The snake was collected from Junggar Basin (N44.54°, E82.58°) in July 2009, which is the second-largest inland basin in China. The Basin is situated in northern Xinjiang and bounded by the Altay Mountains to the northeast and the Tianshan Mountains to the south. The specimen (field number Guo563) was deposited in the herpetological collection, Chengdu Institute of Biology, Chinese Academy of Sciences. Genomic DNA was extracted from liver tissue using Trelief Animal Genomic DNA Kit (Tsingke, Beijing, China) using the protocol prescribed by the manufacturer. Then, the genomic DNA was shipped to Tsingke (Chengdu, China) for PE150 library construction and sequencing on an Illumina HiSeq 2000 instrument. De novo assembly of clean reads was performed using SPAdes v3.11.0 (Bankevich et al. 2012). Then, we took a similar strategy as described previously (Chen et al. 2019) to assemble and annotate the complete mitogenome of E. tataricus. It was deposited in GenBank with accession number MN646174.

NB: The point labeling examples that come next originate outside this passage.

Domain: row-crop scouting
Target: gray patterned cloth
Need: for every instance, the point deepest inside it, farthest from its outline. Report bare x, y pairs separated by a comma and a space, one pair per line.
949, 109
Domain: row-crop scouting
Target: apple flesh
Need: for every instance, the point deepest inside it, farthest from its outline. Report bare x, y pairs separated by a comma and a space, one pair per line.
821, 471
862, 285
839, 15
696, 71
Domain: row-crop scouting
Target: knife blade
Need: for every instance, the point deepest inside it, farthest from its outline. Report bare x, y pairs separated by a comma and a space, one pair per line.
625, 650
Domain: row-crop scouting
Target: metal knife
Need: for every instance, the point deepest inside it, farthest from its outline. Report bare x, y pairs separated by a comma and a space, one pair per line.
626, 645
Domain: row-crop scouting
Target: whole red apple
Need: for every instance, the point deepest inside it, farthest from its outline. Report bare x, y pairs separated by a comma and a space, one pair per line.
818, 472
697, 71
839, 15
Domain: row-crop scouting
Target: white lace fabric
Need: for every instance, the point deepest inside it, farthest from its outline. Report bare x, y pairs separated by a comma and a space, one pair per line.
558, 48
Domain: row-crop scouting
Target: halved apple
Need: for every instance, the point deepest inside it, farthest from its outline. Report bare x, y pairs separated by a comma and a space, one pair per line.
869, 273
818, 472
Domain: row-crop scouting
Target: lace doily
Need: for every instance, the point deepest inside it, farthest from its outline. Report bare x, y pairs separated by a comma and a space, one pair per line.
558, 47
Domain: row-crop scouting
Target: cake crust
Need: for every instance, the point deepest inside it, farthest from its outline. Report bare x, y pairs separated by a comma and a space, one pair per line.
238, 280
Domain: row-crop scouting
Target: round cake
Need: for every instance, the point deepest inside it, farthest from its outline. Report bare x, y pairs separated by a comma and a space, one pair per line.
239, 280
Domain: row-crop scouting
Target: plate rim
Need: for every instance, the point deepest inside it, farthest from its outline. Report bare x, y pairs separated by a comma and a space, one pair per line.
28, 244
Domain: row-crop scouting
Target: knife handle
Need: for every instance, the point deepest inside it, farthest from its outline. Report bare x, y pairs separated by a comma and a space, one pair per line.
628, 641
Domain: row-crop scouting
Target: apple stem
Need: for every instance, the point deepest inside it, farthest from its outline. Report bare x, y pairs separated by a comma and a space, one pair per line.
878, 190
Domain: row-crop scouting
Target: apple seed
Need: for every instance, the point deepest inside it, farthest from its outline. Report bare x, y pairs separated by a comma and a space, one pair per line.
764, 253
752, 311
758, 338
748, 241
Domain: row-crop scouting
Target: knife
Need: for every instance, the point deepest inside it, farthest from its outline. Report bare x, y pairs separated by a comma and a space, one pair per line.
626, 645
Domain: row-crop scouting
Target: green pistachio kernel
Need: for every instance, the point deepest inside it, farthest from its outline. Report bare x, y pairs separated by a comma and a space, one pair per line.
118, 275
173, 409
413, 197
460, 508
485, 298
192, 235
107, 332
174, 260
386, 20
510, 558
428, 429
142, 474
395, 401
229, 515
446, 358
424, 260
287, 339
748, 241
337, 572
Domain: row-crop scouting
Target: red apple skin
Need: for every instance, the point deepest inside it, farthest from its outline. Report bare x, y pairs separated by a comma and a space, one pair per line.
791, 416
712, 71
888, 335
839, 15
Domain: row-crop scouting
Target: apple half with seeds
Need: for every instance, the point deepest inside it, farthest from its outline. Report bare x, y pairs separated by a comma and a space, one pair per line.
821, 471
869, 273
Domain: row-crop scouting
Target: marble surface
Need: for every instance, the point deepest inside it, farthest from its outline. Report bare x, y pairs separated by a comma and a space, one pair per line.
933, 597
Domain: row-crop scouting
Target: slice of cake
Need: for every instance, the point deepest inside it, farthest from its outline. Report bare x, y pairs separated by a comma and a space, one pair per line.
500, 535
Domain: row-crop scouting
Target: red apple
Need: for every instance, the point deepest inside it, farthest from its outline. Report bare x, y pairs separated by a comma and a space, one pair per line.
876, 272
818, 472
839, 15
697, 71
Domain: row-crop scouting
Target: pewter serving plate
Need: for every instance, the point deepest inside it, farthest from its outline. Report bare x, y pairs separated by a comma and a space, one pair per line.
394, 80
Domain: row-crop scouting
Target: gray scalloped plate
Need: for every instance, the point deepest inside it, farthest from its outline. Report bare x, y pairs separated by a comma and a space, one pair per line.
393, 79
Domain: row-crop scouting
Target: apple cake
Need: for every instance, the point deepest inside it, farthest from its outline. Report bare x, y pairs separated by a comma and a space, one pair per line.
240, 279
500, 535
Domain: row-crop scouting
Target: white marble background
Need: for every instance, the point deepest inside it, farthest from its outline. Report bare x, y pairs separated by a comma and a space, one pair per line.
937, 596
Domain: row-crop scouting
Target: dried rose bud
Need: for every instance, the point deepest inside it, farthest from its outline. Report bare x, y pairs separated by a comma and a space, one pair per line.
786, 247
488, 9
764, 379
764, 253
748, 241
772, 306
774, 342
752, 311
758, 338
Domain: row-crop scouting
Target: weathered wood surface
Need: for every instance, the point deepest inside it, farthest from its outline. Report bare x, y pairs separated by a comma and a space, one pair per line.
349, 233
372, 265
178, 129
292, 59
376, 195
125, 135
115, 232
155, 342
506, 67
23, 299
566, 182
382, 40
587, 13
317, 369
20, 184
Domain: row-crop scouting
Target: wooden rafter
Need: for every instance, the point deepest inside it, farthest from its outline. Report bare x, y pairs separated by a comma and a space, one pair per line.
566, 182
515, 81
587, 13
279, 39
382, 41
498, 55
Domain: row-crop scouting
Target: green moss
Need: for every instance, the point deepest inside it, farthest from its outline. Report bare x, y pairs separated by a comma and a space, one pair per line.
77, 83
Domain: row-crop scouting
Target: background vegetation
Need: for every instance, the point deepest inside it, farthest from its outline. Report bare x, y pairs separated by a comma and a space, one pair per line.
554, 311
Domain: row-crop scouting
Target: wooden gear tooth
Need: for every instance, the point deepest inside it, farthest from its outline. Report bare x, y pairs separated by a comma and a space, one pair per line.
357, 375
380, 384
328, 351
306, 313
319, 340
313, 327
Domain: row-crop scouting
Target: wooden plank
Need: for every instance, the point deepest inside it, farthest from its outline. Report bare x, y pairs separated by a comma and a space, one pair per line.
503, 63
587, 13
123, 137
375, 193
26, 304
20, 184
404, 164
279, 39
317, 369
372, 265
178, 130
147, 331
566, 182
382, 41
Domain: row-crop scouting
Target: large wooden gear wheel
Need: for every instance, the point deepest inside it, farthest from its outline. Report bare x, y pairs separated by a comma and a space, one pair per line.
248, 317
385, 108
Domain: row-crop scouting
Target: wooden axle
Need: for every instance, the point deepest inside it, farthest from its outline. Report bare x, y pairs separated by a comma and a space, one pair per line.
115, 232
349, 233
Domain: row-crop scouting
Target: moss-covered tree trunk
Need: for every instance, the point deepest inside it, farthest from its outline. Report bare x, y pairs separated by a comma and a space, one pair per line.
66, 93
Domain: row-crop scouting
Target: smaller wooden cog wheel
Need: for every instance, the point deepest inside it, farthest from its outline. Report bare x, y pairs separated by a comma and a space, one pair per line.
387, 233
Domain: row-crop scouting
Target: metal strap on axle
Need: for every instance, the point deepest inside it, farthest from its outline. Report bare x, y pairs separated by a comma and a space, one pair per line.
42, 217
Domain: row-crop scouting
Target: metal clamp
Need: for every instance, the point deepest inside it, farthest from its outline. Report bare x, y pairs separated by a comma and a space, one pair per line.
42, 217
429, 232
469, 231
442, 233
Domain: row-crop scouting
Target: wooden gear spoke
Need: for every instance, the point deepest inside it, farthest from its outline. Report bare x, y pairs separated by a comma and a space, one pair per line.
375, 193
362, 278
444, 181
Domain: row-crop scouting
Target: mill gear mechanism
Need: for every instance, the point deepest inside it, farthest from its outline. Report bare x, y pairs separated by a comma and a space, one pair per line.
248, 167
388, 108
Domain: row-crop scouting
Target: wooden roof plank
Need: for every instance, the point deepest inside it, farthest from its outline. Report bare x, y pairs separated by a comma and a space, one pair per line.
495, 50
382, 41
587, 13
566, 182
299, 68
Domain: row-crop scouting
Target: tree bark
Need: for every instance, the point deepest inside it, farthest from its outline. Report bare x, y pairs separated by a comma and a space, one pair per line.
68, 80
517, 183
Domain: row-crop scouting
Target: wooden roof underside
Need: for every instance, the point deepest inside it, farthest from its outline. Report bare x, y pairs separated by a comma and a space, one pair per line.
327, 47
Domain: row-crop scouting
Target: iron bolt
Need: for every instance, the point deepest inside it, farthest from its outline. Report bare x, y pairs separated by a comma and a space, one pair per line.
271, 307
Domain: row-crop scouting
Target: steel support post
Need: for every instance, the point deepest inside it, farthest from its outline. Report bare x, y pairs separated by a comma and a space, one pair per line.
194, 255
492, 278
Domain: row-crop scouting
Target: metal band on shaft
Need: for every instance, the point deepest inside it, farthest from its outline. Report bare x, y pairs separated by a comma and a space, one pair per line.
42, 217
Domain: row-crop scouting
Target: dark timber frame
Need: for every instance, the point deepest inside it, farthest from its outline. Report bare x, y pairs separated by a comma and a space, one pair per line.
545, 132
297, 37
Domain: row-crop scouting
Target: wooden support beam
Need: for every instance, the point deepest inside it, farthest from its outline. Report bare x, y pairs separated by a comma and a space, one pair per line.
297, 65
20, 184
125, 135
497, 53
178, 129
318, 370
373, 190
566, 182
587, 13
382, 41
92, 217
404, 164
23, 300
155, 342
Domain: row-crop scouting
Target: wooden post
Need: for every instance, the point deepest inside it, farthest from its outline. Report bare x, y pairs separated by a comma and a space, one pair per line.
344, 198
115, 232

The complete mitogenome consisted of 17,537 bp and contained 13 protein-coding genes (PCGs), 22 tRNA genes, two rRNA genes, and two control regions (CR or D-loop). The gene arrangement and composition was identical with the published mitogenome of E. tataricus (Hu et al. 2019), exhibiting a typical snake mitochondrial genome feature (Dong and Kumazawa 2005; Yan et al. 2008). Most genes were encoded by the H-strand except for ND6 and eight tRNA genes (tRNA-Gln, Ala, Asn, Cys, Tyr, Ser and Pro). Six of the PCGs were initiated with the typical ATG codon, except for ND1 with ATA, ND2 and ND3 with ATT, COX1, COX2, ATP6, and ND5 with GTG. Meanwhile, most PCGs were terminated with the typical TAA/TAG/AGA/AGG codon, except for ND1, COX3, ND3 and CYTB with the incomplete termination codon T. The two CRs (1,076 bp and 1,214 bp in length) were located between tRNA-Pro and tRNA-Phe for CR1 and between tRNA-Ile and tRNA-Leu for CR2, respectively.

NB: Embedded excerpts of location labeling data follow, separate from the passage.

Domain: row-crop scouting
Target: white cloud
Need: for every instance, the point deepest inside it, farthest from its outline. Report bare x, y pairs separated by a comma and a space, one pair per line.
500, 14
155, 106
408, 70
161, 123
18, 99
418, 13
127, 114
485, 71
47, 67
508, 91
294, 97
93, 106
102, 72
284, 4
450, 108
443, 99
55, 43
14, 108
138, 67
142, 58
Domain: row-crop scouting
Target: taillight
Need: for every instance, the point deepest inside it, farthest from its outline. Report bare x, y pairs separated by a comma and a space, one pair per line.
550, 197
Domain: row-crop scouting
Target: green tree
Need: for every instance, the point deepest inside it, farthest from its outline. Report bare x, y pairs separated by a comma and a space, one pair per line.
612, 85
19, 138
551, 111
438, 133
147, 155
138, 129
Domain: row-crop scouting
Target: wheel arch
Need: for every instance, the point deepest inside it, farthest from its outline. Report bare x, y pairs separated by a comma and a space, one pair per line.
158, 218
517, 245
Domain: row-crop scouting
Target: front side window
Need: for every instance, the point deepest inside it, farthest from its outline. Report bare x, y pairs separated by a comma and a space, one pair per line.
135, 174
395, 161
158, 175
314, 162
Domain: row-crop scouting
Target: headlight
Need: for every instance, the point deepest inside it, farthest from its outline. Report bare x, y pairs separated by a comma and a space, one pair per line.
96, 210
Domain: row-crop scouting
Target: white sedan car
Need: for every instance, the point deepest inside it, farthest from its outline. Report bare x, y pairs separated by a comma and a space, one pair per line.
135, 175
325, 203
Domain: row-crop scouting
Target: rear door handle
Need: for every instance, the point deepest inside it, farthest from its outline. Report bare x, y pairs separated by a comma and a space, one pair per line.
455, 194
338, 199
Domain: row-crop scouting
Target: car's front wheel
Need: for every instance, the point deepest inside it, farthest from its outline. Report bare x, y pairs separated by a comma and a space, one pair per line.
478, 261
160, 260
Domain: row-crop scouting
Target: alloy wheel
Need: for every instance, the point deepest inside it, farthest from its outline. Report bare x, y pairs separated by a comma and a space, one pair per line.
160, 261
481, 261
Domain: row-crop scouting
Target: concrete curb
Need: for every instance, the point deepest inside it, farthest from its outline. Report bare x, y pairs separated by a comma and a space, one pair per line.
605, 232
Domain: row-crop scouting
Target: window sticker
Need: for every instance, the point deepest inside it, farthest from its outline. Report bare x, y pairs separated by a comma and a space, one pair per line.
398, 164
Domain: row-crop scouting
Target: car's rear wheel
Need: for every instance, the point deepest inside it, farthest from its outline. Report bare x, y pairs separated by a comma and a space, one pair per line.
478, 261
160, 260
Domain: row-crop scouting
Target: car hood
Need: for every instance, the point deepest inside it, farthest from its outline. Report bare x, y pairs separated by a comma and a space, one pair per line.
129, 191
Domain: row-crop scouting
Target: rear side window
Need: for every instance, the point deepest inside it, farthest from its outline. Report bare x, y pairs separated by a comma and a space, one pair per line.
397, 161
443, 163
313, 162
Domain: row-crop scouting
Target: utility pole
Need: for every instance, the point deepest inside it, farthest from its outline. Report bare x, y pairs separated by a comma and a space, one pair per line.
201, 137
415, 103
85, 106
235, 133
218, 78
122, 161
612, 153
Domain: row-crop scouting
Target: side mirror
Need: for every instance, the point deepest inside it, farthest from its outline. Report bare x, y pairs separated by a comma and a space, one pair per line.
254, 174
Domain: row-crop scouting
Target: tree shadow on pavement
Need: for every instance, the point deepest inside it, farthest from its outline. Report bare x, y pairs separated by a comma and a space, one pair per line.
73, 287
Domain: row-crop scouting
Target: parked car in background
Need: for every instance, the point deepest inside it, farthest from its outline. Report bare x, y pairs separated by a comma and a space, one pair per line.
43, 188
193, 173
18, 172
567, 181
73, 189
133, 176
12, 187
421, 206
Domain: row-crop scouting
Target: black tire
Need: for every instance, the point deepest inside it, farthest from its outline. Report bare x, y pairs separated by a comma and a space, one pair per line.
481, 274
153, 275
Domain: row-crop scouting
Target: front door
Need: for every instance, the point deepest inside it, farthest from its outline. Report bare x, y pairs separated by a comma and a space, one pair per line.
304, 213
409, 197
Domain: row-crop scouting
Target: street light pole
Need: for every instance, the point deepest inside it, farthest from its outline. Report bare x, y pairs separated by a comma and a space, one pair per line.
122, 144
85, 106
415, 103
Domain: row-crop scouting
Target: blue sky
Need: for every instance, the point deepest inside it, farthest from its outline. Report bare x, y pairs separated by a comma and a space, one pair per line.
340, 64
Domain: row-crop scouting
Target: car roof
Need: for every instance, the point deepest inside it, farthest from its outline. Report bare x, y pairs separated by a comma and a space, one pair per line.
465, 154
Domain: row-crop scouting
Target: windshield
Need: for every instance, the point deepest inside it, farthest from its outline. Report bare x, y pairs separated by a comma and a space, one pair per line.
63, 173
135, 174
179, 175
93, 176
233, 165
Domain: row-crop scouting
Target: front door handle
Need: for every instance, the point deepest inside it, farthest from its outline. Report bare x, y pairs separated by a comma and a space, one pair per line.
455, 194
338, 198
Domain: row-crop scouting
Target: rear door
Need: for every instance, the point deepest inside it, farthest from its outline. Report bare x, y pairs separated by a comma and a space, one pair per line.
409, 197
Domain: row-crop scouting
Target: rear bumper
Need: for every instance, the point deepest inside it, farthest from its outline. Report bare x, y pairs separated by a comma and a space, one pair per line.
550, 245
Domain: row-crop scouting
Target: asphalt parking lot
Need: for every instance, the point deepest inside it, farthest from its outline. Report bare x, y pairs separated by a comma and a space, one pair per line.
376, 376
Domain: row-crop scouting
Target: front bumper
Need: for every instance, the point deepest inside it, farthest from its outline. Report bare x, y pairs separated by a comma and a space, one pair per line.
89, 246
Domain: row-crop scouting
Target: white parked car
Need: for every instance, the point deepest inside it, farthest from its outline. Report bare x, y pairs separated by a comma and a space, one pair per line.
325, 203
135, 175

The concatenated PCGs of Heophidia available in GenBank and one Colubridae taxon as outgroup were used to reconstruct the Bayesian phylogenetic tree for assessing mitochondrial sequence authenticity of E. tataricus and its phylogenetic placement. The phylogenetic tree recovered the monophyly of Boidae (Figure 1). The two individuals of E. tataricus clustered together and were closely related to Boa constrictor plus Eunectes notaeus. The overall phylogenetic relationships among Henophidia was in line with previous studies (Douglas and Gower 2010; Reynolds et al. 2014). The complete mitogenome of E. tataricus will provide fundamental data to explore the mitochondrial genome evolution in sand boas.

Figure 1.

A majority-rule consensus tree inferred from Bayesian inference using MrBayes v.3.2.2 (Ronquist et al. 2012) under the GTR + G substitution model, based on the concatenated PCGs of 17 snakes of Heophidia and one outgroup of Colubridae. The newly sequenced sample was highlighted in gray. DNA sequences were aligned in MEGA v.6.06 (Tamura et al. 2013). The PCGs were translated into amino acids sequences, and were manually concatenated into a single nucleotide dataset (in total 11,365 bp). Node numbers show Bayesian posterior probabilities. Branch lengths represent means of the posterior distribution. GenBank accession numbers are given with species names.